Ce que vous venez de voir de la conduite de celui-ci est l’image véritable de celle que tous ceux qui manquent à leurs amis dans les disgrâces ne manquent jamais de suivre. Leur première application est de jeter dans le monde des bruits sourds de mécontentements qu’ils feignent avoir de ceux qu’ils veulent abandonner ; et la seconde est de diminuer, autant qu’ils peuvent, le poids des obligations qu’ils leur ont. Rien ne leur peut être plus utile pour cet effet que de donner des apparences de reconnaissance vers d’autres dont l’amitié ne leur puisse être d’aucun embarras.

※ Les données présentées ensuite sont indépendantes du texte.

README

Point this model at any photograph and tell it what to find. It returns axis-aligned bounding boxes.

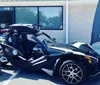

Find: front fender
[52,53,92,77]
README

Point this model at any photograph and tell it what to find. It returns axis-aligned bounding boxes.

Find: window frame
[0,6,63,30]
[38,6,63,30]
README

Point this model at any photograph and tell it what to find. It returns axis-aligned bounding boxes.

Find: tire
[59,60,86,85]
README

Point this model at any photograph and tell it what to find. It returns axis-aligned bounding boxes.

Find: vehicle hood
[49,42,100,59]
[49,44,85,56]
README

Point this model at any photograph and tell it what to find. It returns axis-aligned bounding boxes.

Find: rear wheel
[59,60,86,85]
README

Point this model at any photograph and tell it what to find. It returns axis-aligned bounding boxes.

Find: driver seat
[12,32,25,55]
[21,33,37,58]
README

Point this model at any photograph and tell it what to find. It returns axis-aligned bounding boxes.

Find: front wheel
[59,60,86,85]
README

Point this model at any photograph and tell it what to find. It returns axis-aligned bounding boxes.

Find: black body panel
[0,24,100,79]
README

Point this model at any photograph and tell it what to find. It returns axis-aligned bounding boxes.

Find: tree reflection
[16,7,37,24]
[16,7,63,30]
[39,8,62,30]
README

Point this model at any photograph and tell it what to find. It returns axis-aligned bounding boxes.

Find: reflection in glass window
[39,7,63,30]
[16,7,38,24]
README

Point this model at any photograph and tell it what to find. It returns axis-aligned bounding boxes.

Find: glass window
[0,7,15,28]
[15,6,63,30]
[39,7,63,30]
[16,7,38,24]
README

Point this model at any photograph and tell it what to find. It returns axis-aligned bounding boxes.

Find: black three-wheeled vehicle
[0,24,100,85]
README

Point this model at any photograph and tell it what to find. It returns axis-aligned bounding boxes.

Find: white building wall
[69,0,99,48]
[0,0,100,48]
[0,1,67,44]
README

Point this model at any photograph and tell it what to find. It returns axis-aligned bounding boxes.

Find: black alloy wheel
[59,60,86,85]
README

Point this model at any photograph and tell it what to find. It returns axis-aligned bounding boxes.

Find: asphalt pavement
[0,64,65,85]
[0,49,100,85]
[1,63,100,85]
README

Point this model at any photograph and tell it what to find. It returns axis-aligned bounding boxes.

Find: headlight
[12,50,17,55]
[84,55,98,64]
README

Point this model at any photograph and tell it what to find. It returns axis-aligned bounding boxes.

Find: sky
[39,7,62,18]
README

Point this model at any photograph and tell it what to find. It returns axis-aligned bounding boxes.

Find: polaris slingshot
[0,24,100,85]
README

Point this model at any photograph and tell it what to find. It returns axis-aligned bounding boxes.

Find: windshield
[36,32,56,46]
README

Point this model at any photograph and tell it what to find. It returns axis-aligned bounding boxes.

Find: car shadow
[12,71,100,85]
[0,71,12,82]
[82,76,100,85]
[1,65,65,85]
[15,70,66,85]
[2,65,100,85]
[0,65,15,82]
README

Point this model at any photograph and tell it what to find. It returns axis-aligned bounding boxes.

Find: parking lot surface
[0,49,100,85]
[1,64,100,85]
[0,64,65,85]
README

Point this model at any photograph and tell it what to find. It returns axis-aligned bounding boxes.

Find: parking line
[2,70,20,85]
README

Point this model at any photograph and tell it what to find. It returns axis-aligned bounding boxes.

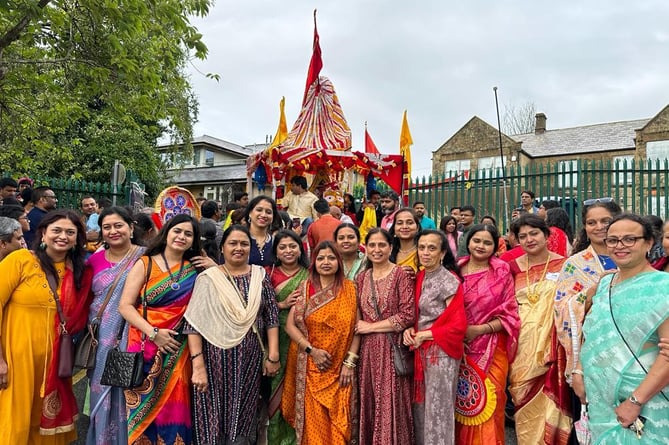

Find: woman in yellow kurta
[0,210,93,445]
[282,241,360,445]
[390,208,421,274]
[507,214,572,445]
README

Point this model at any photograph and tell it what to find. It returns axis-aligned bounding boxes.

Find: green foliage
[0,0,213,198]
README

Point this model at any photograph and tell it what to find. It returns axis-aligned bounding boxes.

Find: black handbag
[368,270,414,376]
[100,258,152,388]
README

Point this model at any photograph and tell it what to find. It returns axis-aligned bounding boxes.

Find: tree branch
[0,0,53,53]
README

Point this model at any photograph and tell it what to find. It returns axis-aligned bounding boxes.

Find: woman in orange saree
[507,215,572,445]
[282,241,360,445]
[118,214,202,444]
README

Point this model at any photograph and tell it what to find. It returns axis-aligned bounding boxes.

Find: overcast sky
[187,0,669,178]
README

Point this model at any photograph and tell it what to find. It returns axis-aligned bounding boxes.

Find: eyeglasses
[603,236,645,248]
[19,216,30,222]
[583,197,614,206]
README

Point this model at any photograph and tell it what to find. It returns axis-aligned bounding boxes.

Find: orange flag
[399,110,413,205]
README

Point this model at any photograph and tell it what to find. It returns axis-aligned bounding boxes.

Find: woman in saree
[579,213,669,443]
[118,214,202,444]
[0,210,93,444]
[553,200,621,426]
[439,215,461,259]
[390,208,421,274]
[86,207,145,445]
[356,228,415,445]
[403,230,467,445]
[334,223,366,280]
[456,224,520,445]
[184,225,280,445]
[282,241,360,445]
[508,214,572,445]
[267,229,309,444]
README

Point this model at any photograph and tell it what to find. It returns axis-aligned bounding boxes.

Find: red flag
[378,154,404,195]
[365,128,381,155]
[303,10,323,105]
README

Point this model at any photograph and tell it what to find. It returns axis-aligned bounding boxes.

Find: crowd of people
[1,175,669,445]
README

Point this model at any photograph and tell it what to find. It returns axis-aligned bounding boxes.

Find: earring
[39,241,46,250]
[103,241,110,249]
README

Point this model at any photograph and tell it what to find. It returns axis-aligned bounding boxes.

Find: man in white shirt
[282,175,319,231]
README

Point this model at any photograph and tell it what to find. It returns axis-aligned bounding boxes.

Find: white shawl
[184,265,265,349]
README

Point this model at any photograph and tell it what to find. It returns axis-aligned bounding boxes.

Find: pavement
[70,371,518,445]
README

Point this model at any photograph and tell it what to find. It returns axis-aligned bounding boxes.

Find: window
[205,150,214,166]
[558,160,578,189]
[444,159,471,179]
[478,156,506,178]
[613,155,634,185]
[192,148,201,166]
[160,152,175,169]
[646,140,669,166]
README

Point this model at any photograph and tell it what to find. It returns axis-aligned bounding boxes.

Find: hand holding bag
[75,260,130,370]
[100,258,152,388]
[369,270,414,376]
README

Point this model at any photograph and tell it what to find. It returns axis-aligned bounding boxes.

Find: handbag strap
[608,275,669,402]
[46,272,68,334]
[94,246,138,323]
[368,269,398,346]
[116,257,152,350]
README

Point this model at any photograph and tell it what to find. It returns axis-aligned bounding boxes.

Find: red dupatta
[40,266,93,434]
[413,269,467,402]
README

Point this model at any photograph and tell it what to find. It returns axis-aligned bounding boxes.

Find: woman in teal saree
[266,230,310,444]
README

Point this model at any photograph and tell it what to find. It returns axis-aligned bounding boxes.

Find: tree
[0,0,212,197]
[502,101,537,135]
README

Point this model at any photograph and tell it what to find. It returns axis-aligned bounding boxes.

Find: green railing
[1,172,144,210]
[407,159,669,233]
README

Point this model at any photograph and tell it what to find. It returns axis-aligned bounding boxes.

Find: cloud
[187,0,669,177]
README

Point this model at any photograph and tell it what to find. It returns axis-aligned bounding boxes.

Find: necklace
[105,245,134,265]
[525,254,551,304]
[465,262,489,275]
[398,247,415,254]
[161,252,185,291]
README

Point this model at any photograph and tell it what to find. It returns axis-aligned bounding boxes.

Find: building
[432,104,669,180]
[157,135,268,203]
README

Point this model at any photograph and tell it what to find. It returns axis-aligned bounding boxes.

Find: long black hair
[144,214,202,260]
[243,195,283,234]
[99,206,144,246]
[34,209,88,289]
[389,208,421,263]
[273,229,309,268]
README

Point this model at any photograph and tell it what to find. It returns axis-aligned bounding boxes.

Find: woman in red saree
[0,210,93,444]
[508,214,571,445]
[119,214,202,445]
[282,241,360,445]
[456,224,520,445]
[404,230,467,445]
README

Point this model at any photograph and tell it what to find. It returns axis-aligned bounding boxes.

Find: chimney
[535,113,547,134]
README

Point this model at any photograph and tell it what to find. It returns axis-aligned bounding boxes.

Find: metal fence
[407,159,669,232]
[1,172,145,211]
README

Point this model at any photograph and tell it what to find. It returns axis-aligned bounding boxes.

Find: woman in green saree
[266,229,310,444]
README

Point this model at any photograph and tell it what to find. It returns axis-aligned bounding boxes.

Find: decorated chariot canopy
[245,10,407,195]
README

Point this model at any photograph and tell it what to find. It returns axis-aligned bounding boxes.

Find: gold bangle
[571,369,584,376]
[342,360,356,369]
[345,351,359,362]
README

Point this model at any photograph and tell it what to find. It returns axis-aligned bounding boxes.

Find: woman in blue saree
[86,207,145,445]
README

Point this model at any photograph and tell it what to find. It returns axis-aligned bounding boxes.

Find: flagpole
[493,86,510,232]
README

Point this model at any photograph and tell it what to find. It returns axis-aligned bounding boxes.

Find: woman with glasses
[554,200,621,406]
[579,213,669,442]
[508,214,571,445]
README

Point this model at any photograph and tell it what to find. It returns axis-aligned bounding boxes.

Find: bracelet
[148,327,159,342]
[190,352,203,361]
[571,369,584,376]
[342,359,357,369]
[486,322,494,334]
[266,357,280,364]
[345,351,359,363]
[629,394,643,406]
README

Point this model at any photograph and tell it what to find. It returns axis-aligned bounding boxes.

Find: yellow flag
[399,110,413,176]
[268,97,288,152]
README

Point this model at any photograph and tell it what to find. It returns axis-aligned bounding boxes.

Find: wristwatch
[148,327,159,342]
[629,394,643,406]
[304,345,313,355]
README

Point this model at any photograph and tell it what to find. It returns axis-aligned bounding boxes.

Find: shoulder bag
[368,270,414,376]
[100,258,152,388]
[46,273,74,378]
[75,258,131,369]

Ils trompent ainsi l’inconstante attention que la moitié des hommes ont pour les ingratitudes qui ne les touchent pas personnellement, et ils éludent la véritable reconnaissance par la fausse. Il est vrai qu’il y a toujours des gens plus éclairés auxquels il est difficile de donner le change, et je me souviens, à ce propos, que Montrésor, à qui j’avais fait donner une abbaye de douze mille livres de rente, lorsque Messieurs les Princes furent arrêtés, ayant dit un jour chez le comte de Béthune qu’il en avait l’obligation à M. de Joyeuse, le prince de Guéméné lui répondit : "Je ne croyais pas que M. de Joyeuse eût donné les bénéfices en cette année-là. " M. de Noirmoutier fit, pour justifier son ingratitude, ce que M. de Montrésor n’avait fait que pour flatter l’entêtement qu’il avait pour M[adame] de Guise. J’excusai celui-ci par le principe de son action ; je fus vraiment touché de celle de l’autre. L’unique remède contre ces sortes de déplaisirs, qui sont plus sensibles dans les disgrâces que les disgrâces mêmes, est de ne jamais faire le bien que pour le bien même. Ce moyen est le plus assuré : un mauvais naturel est incapable de le prendre, parce que c’est la plus pure vertu qui nous l’enseigne. Un bon cur n’y a guère moins de peine, parce qu’il joint aisément, dans les motifs des grâces qu’il fait, à la satisfaction de sa conscience les considérations de son amitié. Je reviens à ce qui concerne ce qui se passa, en ce temps-là, à l’égard de l’administration de mon diocèse.
 
Aussitôt que la cour eut appris que le chapitre l’avait quittée, elle manda mes deux grands vicaires, aussi bien que M. Loisel, curé de Saint-Jean, chanoine de l’Église de Paris, et M. Biet, chanoine, qui s’étaient signalés pour mes intérêts.